January 4, 2014
The January 4th edition of Columbia's The State newspaper featured an article entitled "New SC beach hotels could face stiffer building rules."
Reporter Sammy Fretwell wrote that a "26-year-old state policy that allows developers to construct high-rise hotels along flood-prone beaches faces scrutiny this year...."
Fretwell spoke to Environmental Law attorney Mary Shahid about the beach management law that SC leaders adopted in 1988 and pre-filed legislation aimed at changing it.
An excerpt from the report:
Critics say DHEC’s interpretation violates the spirit of the 1988 law.... state Sen.

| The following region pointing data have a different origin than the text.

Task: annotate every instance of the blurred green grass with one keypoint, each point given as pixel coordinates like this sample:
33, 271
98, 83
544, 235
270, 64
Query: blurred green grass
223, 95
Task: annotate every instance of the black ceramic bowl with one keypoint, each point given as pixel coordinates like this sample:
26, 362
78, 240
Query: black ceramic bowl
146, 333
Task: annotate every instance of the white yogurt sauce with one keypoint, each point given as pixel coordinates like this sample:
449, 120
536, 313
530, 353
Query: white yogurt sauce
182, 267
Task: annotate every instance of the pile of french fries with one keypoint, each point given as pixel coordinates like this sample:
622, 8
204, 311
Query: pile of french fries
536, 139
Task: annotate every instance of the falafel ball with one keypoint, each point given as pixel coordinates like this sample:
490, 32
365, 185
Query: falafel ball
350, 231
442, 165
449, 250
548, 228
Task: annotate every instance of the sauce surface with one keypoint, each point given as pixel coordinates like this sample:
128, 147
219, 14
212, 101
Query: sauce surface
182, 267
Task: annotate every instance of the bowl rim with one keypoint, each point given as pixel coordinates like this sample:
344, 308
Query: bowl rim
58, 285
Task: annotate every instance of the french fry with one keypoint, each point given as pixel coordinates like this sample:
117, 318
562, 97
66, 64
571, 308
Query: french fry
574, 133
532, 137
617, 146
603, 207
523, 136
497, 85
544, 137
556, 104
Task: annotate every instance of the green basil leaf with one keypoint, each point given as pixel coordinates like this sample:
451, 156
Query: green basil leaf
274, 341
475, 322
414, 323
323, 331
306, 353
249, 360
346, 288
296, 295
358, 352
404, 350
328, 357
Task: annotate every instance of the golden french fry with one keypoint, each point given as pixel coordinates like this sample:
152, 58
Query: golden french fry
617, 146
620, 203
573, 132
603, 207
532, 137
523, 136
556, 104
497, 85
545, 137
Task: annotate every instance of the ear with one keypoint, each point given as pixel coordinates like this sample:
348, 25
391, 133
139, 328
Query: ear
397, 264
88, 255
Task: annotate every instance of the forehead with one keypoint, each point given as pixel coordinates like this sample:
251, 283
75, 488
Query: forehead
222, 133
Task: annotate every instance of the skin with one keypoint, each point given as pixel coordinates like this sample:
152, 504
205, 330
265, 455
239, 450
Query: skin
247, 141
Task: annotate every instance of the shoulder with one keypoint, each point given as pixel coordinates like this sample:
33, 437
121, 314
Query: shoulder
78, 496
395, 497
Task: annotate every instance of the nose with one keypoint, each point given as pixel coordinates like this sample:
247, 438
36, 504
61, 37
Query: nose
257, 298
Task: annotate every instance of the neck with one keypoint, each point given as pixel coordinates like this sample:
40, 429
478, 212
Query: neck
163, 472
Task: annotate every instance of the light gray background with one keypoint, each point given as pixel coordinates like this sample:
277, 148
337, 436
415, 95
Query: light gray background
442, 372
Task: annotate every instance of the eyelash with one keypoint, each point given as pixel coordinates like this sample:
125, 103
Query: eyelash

Ray Cleary is pushing to change the law, making it clear that new buildings can no longer be developed closer to the ocean than the existing line of beach development.
Charleston attorney Mary Shahid, an ex-state coastal regulator, said the bill raises flags because many people buy coastal property with the expectation building restriction lines can change if the beach builds up.
“This could certainly interfere with very reasonable expectations,’’ Shahid said. “We’ve been buying and selling property under the beachfront management act for 20-something years.’’
Read more from The State.
In December, Nexsen Pruet's Public Policy and Government Affairs team called on Shahid for "Public Policy Alert: Pre-filed legislation to amend South Carolina permitting law in certain coastal areas."
She co-authored the cover story for the September 2013 edition of South Carolina Lawyer magazine - “Climate Change, Beach Erosion and Beachfront Regulation."